Représentation des travailleurs
La loi qatarie ne permet pas aux travailleurs étrangers de former des syndicats ou d’y adhérer. Avant les réformes du travail, les plateformes de dialogue social et de représentation des travailleurs étaient extrêmement limitées. La nouvelle législation a conduit à la création de comités mixtes entre travailleurs et direction au niveau de l’entreprise. Cette législation, qui autorise l’élection de représentants des travailleurs migrants, est une première dans la région.
À ce jour, plus de 70 entreprises ont créé des comités mixtes, avec 613 travailleurs représentant plus de 40 000 employés. Des dizaines d’autres entreprises ont reçu une formation, en vue d’organiser éventuellement des élections.
Les défis à relever
Les rapports soulignent que tout le monde reconnaît qu’il reste encore beaucoup à faire pour appliquer et faire respecter pleinement les réformes du travail.

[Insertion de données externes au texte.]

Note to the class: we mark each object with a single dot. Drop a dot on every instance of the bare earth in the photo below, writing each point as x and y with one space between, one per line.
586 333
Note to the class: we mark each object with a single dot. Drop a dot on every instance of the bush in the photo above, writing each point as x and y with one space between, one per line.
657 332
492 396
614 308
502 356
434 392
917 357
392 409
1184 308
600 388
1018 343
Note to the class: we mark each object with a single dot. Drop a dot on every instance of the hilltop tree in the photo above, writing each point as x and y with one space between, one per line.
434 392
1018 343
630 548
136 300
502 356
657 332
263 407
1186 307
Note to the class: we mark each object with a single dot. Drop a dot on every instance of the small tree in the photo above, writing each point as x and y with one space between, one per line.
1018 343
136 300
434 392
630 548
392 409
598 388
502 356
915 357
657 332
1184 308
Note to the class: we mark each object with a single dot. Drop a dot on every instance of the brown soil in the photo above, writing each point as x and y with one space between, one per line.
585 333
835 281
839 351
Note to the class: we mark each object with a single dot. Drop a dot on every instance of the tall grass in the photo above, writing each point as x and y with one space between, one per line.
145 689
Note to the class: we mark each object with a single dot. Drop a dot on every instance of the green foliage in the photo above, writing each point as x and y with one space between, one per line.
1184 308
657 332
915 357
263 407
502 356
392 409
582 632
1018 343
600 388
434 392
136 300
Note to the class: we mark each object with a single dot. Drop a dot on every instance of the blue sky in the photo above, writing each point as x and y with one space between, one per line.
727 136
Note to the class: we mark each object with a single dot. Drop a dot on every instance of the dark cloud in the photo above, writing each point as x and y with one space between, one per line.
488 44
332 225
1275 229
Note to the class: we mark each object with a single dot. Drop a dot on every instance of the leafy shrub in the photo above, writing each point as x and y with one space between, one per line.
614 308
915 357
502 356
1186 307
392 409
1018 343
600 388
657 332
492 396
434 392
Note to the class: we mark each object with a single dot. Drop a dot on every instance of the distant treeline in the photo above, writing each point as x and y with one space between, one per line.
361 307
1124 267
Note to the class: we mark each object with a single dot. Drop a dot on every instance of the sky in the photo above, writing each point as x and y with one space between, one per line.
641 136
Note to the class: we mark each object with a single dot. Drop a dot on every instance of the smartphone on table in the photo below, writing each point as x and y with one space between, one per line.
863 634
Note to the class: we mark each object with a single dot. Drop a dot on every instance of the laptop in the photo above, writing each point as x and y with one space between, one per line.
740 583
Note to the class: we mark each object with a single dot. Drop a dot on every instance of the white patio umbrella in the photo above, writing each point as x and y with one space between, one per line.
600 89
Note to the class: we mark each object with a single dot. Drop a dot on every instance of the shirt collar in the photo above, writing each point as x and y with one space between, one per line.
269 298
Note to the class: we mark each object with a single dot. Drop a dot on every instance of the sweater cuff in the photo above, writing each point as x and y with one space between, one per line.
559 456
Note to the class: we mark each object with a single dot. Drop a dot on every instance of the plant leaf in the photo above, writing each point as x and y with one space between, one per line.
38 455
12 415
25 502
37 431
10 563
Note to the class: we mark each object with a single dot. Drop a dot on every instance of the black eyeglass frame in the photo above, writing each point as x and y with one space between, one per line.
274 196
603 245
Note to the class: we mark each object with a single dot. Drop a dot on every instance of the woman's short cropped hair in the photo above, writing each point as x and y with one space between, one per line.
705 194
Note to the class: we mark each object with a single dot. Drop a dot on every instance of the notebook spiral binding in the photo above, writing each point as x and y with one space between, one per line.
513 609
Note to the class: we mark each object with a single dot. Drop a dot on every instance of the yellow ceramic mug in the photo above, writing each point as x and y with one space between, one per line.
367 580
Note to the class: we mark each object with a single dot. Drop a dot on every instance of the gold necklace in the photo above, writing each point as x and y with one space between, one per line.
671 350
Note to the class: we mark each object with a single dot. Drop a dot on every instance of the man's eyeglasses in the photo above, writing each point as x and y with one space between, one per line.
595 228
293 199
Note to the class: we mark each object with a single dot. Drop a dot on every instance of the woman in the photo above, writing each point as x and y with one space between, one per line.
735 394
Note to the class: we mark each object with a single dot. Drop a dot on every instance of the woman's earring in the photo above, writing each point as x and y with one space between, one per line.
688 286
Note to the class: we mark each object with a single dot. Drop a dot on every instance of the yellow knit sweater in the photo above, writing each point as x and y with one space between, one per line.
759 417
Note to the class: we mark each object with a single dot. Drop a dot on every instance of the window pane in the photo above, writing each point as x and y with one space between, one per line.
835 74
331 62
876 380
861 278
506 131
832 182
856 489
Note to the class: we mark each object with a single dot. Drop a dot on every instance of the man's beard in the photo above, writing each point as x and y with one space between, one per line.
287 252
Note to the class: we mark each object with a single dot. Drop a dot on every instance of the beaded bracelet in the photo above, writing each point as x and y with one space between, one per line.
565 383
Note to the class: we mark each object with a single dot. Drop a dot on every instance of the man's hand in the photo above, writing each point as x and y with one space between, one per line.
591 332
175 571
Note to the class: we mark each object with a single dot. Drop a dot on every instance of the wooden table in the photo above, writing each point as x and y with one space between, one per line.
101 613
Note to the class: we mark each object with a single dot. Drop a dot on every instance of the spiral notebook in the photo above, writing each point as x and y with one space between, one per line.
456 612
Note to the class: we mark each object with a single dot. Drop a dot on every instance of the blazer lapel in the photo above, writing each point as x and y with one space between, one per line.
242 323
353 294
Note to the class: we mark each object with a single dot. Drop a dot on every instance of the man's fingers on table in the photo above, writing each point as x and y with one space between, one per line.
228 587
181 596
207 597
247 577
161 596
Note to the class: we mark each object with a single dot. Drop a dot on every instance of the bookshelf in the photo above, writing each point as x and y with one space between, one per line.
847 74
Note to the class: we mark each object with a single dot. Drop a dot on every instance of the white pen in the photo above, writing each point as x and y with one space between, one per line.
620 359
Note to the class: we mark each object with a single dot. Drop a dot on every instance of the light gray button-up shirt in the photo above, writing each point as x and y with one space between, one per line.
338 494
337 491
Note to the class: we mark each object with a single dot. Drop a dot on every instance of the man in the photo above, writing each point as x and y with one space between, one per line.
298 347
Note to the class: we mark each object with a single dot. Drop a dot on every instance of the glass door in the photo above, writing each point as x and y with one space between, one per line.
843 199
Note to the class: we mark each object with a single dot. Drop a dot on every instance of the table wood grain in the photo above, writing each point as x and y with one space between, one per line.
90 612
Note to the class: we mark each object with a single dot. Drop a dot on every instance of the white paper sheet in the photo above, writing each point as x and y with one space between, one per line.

Ils notent que parmi les principales priorités de l’OIT figurent la nécessité de veiller à ce que tous les travailleurs et employeurs puissent bénéficier des réformes de la kafala sur la mobilité de la main-d’œuvre, de rationaliser l’accès à la justice et le recouvrement des salaires dus, et de mettre pleinement en œuvre la loi relative aux droits des travailleurs domestiques.
L’OIT est prête à continuer à travailler avec le gouvernement, les travailleurs et les employeurs pour soutenir l’alignement des lois et des pratiques du Qatar sur les normes internationales du travail.
Contexte
En 2014, les syndicats internationaux ont déposé une plainte à l’OIT contre l’État du Qatar pour non-respect des normes internationales fondamentales du travail. Au cœur de cette plainte se trouvaient des allégations selon lesquelles la “kafala” ou système de parrainage permettait l’exploitation et le travail forcé, et que les structures réglementaires du pays ne détectaient pas ou ne résolvaient pas de manière adéquate les violations des droits du travail.
La plainte a déclenché une série de mesures dans le cadre du mécanisme de contrôle de l’OIT, notamment la décision du Conseil d’administration de l’OIT de déployer une mission tripartite de haut niveau au Qatar. Après une période d’intenses négociations, l’État du Qatar et l’OIT se sont mis d’accord sur un programme visant à promulguer d’importantes réformes du travail, qui a été approuvé par le Conseil d’administration de l’OIT, et a conduit à la clôture de la procédure de plainte en 2017. En avril 2018, l’OIT a ouvert son bureau de programme à Doha. Pendant trois ans, le bureau de l’OIT à Doha a fait rapport au Conseil d’administration.
Les réformes s’alignent et contribuent à la réalisation de la Vision nationale 2030 du pays, qui comprend des objectifs liés au développement d’une économie compétitive, diversifiée et fondée sur la connaissance.